Transforms of `agro`, `envo`, and `gaz` fail during post-processing

Knowledge-Graph-Hub / kg-obo

A package to transform all OBO ontologies into KGX TSV format and OBO json, and put the transformed graph in KGhub

https://knowledge-graph-hub.github.io/kg-obo/getting_started.html

GNU General Public License v3.0

28 stars 2 forks source link

Transforms of `agro`, `envo`, and `gaz` fail during post-processing #186

Open caufieldjh opened 1 year ago

caufieldjh commented 1 year ago

Describe the bug

The agro transform appears to go as expected, until it hits post-processing:

Transforming agro to tsv...
[KGX][cli_utils.py][    transform_source] INFO: Processing source 'agro.json'
INFO:kg-obo:No errors in parsing ['data/agro/2021-11-05/agro.json'].
Post-processing agro...
INFO:kg-obo:Post-processing agro...
Failed to remap node IDs - could not find corresponding nodes.
Failed post-processing agro...
INFO:kg-obo:Failed post-processing agro...
WARNING:kg-obo:Failed to transform agro

To Reproduce

python run.py --bucket kg-hub-public-data --save_local --get_only agro

Expected behavior

Post-processing for this OBO should update 4 CURIEs and write out the updated nodes file.

Version

efc2324f040d8daad14ffaaaa6e71583d6258117

caufieldjh commented 1 year ago

A clue - the CURIEs to be updated are all wikidata URLs and should get the prefix WIKIDATA:, but they get the prefix WD_Entity: instead.
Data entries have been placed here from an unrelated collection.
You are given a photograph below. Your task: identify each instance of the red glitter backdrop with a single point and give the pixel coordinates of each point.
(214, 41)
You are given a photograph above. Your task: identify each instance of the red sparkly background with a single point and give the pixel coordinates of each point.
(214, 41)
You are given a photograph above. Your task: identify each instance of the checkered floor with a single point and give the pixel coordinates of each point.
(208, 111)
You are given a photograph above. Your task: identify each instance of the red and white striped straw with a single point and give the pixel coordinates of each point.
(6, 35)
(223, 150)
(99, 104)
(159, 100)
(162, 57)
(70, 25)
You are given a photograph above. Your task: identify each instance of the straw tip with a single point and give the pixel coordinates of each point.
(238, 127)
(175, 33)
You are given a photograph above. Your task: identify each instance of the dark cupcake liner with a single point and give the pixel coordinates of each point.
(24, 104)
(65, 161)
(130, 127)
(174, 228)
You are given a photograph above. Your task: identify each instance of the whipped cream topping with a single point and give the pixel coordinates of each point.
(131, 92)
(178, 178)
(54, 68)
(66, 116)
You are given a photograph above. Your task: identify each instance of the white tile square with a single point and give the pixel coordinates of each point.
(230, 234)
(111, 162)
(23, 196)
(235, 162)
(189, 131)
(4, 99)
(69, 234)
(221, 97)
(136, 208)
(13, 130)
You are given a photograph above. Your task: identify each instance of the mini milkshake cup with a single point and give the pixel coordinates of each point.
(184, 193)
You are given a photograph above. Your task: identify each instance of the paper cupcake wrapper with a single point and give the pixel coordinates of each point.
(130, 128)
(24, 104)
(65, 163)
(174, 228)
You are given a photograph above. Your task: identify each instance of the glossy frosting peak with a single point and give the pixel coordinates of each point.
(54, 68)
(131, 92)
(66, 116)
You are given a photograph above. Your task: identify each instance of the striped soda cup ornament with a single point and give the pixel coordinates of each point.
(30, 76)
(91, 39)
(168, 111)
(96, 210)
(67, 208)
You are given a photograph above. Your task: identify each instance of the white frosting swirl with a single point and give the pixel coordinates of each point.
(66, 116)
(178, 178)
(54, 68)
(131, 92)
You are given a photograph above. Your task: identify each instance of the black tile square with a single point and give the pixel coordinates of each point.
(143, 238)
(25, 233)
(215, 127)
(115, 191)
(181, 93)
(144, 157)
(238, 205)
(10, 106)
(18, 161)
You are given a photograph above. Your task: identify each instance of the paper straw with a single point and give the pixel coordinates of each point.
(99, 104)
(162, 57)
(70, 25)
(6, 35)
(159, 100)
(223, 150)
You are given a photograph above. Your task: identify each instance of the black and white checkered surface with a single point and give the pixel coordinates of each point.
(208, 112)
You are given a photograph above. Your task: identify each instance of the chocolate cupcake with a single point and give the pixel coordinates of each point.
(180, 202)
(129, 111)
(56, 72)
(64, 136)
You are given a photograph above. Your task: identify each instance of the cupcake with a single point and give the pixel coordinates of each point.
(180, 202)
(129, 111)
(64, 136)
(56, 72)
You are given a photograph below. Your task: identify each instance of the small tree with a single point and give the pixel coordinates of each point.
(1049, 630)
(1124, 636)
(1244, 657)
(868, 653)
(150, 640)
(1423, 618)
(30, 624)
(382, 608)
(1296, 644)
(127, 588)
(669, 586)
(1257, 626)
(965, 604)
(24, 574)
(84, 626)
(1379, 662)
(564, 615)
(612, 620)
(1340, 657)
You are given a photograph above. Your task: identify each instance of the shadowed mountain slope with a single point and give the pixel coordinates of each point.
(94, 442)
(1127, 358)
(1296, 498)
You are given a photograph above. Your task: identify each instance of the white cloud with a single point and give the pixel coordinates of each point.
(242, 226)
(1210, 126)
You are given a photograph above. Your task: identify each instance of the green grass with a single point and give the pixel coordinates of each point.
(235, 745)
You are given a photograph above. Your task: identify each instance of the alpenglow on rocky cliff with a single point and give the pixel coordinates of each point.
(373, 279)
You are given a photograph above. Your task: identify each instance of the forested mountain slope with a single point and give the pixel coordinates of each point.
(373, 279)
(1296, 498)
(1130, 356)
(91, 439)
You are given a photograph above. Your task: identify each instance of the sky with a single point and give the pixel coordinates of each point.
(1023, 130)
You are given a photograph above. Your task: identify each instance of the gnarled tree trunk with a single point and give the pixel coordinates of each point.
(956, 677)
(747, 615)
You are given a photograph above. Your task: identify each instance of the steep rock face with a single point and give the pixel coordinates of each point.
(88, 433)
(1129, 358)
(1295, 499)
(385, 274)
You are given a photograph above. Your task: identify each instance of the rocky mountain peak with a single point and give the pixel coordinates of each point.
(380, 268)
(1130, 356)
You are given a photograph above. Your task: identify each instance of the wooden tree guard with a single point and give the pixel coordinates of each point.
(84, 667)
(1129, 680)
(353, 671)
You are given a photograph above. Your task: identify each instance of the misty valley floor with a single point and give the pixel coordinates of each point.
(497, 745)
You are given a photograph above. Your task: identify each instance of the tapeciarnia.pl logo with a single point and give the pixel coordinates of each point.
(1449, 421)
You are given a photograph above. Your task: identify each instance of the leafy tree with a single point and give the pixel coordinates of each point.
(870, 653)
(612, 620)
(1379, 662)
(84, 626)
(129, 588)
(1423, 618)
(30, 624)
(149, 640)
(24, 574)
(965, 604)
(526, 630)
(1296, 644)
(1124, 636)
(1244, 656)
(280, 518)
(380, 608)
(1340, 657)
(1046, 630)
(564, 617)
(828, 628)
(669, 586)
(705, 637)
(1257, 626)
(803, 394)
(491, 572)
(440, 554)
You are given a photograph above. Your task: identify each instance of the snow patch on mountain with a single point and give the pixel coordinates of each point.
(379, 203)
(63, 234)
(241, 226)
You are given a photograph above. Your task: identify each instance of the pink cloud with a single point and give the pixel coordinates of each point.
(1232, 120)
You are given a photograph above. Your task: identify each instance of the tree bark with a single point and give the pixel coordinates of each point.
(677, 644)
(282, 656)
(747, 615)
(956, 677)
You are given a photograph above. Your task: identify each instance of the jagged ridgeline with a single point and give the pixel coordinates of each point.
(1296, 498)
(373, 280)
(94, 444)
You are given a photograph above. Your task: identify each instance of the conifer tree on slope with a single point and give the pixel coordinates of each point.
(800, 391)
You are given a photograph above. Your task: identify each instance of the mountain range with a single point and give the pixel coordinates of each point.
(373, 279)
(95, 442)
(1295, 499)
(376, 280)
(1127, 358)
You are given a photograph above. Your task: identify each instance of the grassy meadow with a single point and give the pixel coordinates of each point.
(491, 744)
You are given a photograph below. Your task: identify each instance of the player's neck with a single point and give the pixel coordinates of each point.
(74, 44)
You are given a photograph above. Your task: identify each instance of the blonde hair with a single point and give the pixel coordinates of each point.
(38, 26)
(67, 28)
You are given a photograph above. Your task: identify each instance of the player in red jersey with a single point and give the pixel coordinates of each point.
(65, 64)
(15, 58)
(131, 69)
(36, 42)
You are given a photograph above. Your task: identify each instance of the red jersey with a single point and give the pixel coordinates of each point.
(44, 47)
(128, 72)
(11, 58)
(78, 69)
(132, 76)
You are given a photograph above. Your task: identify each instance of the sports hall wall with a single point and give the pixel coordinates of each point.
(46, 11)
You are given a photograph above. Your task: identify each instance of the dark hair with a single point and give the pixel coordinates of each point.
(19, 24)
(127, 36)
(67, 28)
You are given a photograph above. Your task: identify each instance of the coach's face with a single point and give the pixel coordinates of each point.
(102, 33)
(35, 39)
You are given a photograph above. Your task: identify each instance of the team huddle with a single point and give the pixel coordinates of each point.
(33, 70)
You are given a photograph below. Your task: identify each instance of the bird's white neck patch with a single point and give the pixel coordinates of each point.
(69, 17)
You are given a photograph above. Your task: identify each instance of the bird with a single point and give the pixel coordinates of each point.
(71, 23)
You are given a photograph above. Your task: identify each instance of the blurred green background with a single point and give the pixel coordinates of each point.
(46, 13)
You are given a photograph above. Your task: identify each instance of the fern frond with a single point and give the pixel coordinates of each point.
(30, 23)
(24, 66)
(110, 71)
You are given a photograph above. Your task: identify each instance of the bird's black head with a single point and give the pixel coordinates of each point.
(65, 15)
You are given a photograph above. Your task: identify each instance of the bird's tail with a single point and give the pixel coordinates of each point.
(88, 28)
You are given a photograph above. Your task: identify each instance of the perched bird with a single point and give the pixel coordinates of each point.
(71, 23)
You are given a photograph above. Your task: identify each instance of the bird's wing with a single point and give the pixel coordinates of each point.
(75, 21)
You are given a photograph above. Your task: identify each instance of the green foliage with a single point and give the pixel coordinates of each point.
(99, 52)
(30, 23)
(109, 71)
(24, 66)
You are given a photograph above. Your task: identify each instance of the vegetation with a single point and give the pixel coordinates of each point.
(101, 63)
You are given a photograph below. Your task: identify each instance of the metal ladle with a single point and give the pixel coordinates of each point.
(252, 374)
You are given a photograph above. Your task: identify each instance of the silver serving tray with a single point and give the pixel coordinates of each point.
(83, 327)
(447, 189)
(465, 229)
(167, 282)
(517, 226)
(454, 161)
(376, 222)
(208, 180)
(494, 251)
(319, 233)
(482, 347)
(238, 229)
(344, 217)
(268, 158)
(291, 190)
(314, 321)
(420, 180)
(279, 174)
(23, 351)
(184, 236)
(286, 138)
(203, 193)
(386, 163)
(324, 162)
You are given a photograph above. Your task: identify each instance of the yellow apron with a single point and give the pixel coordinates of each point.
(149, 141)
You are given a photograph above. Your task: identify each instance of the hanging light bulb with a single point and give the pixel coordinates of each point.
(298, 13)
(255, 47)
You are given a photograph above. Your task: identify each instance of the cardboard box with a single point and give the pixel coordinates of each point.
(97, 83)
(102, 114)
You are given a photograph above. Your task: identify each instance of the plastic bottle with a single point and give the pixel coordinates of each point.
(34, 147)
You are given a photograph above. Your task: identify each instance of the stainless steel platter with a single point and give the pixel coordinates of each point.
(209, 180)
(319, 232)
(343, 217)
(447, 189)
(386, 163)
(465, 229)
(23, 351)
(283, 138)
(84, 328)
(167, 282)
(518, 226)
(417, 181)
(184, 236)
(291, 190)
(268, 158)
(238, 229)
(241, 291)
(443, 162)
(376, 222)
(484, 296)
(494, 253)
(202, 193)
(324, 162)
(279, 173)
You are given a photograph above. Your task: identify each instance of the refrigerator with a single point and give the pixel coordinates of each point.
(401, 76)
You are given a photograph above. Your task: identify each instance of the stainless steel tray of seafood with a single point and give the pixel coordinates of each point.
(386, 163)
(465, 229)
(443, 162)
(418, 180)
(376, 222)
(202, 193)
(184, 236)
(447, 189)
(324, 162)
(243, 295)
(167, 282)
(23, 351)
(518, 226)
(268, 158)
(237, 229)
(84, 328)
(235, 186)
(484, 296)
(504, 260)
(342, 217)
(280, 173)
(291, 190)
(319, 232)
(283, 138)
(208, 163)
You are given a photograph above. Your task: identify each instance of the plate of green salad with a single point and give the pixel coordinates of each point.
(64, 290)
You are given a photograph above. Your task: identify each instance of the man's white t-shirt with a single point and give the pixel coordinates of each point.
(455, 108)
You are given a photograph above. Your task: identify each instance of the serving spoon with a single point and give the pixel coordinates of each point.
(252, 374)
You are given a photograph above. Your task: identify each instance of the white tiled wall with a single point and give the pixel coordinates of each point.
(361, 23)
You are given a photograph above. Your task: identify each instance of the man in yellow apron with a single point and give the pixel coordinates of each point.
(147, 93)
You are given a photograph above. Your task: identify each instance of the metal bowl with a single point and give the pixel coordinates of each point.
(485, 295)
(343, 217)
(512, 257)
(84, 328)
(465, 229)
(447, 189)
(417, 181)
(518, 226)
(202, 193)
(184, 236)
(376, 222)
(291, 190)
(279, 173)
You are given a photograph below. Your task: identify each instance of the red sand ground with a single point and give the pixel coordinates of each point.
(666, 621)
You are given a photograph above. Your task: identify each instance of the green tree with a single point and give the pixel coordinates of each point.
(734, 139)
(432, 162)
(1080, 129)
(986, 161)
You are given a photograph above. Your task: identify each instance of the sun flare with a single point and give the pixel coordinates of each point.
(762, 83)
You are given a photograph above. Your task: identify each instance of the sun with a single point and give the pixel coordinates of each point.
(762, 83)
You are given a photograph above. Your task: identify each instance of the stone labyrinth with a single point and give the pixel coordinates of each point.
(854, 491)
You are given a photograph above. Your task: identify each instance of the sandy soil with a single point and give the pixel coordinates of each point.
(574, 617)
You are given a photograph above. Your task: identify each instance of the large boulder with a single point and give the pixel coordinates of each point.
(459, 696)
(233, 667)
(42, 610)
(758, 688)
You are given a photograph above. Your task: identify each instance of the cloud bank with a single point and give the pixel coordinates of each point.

Bioregistry knows about that alternate prefix but it isn't in the imported maps.

caufieldjh commented 1 year ago

The post-processing fails because KG-OBO finds prefixes it wants to rewrite, writes them to the update_id_maps.tsv, but then finds that the nodefile doesn't contain any of those nodes since they have been converted to WD_Entity: already.

caufieldjh commented 1 year ago

This is a conversion kgx is doing - transforming the obojson version also yields WD_Entity nodes:

kgx transform -i obojson -f tsv -o agro_test agro.json

This is true for both kgx 1.5.9 and 1.7.0.

caufieldjh commented 1 year ago

So kgx is probably using the prefixcommons Monarch map: https://github.com/prefixcommons/prefixcommons-py/blob/master/prefixcommons/registry/monarch_context.jsonld#L151

caufieldjh commented 1 year ago

Essentially we need to deactivate the prefix maps handled by the kgx prefix manager (https://kgx.readthedocs.io/en/latest/reference/prefix_manager.html).

caufieldjh commented 1 year ago

The transform of envo has a nearly identical issue.

caufieldjh commented 1 year ago

Same with gaz.

caufieldjh commented 1 year ago

xco has a potentially related issue, though with MESH.

caufieldjh commented 1 year ago

The big workaround here is to just be less stringent about incomplete mappings. Right now, if we attempt to remap 2 nodes and 2 fail, we consider the whole transform failed, but if just 1 fails, it clears. The priority should be on having a transform; there may be 10000x as many perfectly prefixed nodes in there.